A scene at George Floyd Square the weekend before closing arguments in the Derek Chauvin trial in Minneapolis, US. [Reuters]

They named him badly. And he lived up to his bad name, Derek Chauvin. Before him, there was another Chauvin, Nicolas Chauvin. He served in the French army, under Napoleon Bonaparte, and fought gallantly in the Napoleonic Wars (1803 – 1815). Nicolas met his disaster with Bonaparte in the Battle of Waterloo. Here, his commander was captured and taken hostage.

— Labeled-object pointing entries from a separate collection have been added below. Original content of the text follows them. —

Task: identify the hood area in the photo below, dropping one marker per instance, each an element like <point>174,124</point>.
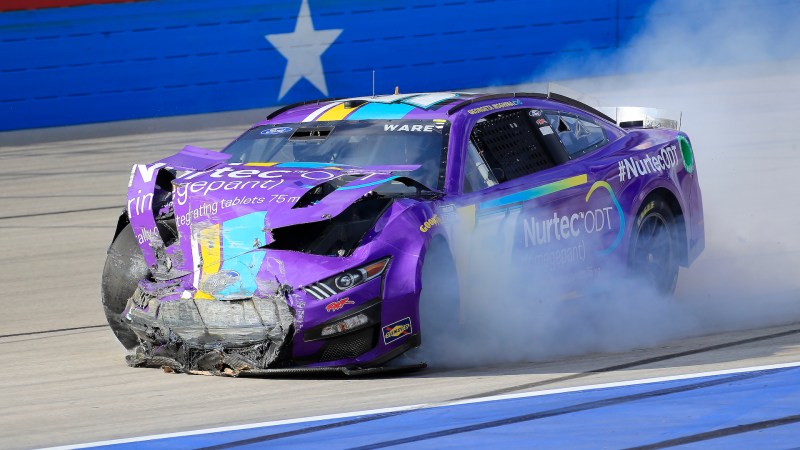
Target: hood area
<point>228,215</point>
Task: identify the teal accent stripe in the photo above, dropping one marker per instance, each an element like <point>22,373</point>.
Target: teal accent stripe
<point>371,183</point>
<point>536,192</point>
<point>374,111</point>
<point>306,165</point>
<point>238,237</point>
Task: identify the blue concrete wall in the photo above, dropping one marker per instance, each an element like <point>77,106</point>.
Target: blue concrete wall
<point>99,63</point>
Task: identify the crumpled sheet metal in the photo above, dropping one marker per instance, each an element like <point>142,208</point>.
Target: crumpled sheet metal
<point>208,336</point>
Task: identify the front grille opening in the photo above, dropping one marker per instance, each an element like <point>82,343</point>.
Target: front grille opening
<point>350,346</point>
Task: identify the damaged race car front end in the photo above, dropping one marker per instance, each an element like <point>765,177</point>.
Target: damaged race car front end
<point>247,267</point>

Now Nicolas Chauvin was the ultimate symbol of aggressive patriotism. His support for the French cause, and for his commander, was extreme. From his name, Chauvin, was derived the notion of chauvinism. An excessive-to-unbridled dedication to an identity group. The sort of dedication that triggers aggressive superiority. Humankind has, accordingly, travelled through the past 207 years with the idea of chauvinism. 

On 25 May last year, it was dramatised in a Minneapolis street, in Minnesota USA.  Derik Chauvin, a White supremacist policeman, killed George Floyd, a Black American. He knelt on his neck for nine minutes and a half. Chauvin was tried from March 8 to April 20. The jury found him guilty on all three charges against him. He is in the cooler, awaiting sentence in June.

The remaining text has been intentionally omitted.